Aliasing is always going to be present to some degree when using nearest neighbour. Cesium tiles have 65x65 samples, and at the base level, over the same area, we may only have 50x50 cells in our source data.

Alias

Aliasing occurs when two of our cesium samples resolve to the same grid cell. In practice that means we have to be conservative when picking our max zoom level lest we get a Minecraft like stair-step profile at our closest zoom. We could solve this by moving to bilinear or bicubic interpolation, but it will be almost as good for our purposes to use the built in interpolation in the MRR API to get an underview with a smaller virtual cell size instead. (Note that this approach only makes sense if the underview is generated with something other than nearest neighbour!)

Stairstep

As for the allocation problems, using overviews instead of the base resolution data will mean we can use the block iterator at all zoom levels without excessive memory overhead.

Working with overviews

This is another one of the less than obvious parts of the API which I had to experiment with.
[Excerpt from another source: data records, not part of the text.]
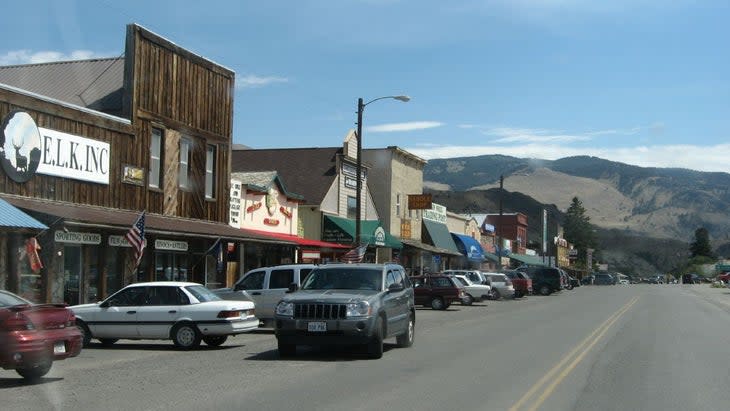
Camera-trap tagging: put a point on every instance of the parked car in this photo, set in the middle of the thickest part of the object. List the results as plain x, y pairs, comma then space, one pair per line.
473, 291
501, 285
183, 312
437, 291
604, 279
521, 282
545, 280
266, 286
348, 304
32, 336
Long story short, the resolution is a property of the iterator, while the cell size, bounding box etc are all part of the dataset. This means that when you open an iterator at a different zoom level from the base data, you’ll have to remember to calculate everything in zoom units.

What does that mean? See what happens when I use the same calculated extents, and column-and-row-spans at different resolutions:

//-1= underview
for (int zoomLevel = -1; zoom < 2; zoom++) {
    GetGridBlock(westmost, southmost, width, width, zoomLevel, dataset, out actualData, out actualValid);
}

view Levels

The block iterator returns the same number of values but the extents are different. Essentially the cell size is now adjusted by a factor of two.

We don’t have to make many modifications to incorporate underview/overview scaling in our code. The main requirements are:

  • Identify the appropriate resolution level to query

  • Calculate the virtual cell size

  • Scale the block query appropriately

The rule of thumb is that if the ratio between sample size and cell size is < 1.0 we will have nasty aliasing, so we should go to a higher resolution. When the ratio is >2.0 we can halve the resolution without having nasty aliasing.

//get the distance between samples
 var dx = (boundingBox.Max.lon - boundingBox.Min.lon) / 64;
 var dy = (boundingBox.Max.lat - boundingBox.Min.lat) / 64;
 var cellSize = dataset.Info.FieldInfo[0].CellSizeX.Decimal;
 var rat = dx / cellSize;
 //0 corresponds to the base level dataset
 int resolution = 0;
 //when sample size is less than cell size use an underview
 while (rat < 1.0) {
     resolution--;
     cellSize = cellSize / 2.0;
     rat = rat * 2.0;
 }

 //when sample size is greater than cell size use an overview
 while (rat > 2.0) {
     resolution++;
     cellSize = cellSize * 2.0;
     rat = rat / 2.0;
 }

//We've added an optional resolution parameter to our cell position calculation
 int westmost, southmost;
 GetCellPosition(boundingBox.Min.lon, boundingBox.Min.lat, dataset, out westmost, out southmost, resolution);

Inside the cell position method scale the calculation by the resolution level:

double multiplyer = Math.Pow(2, resolution);
 dCellSizeX = dCellSizeX * multiplyer;
 dCellSizeY = dCellSizeY * multiplyer;

The results are now pretty good! No jagged edges, and a much smoother, more realistic looking tile.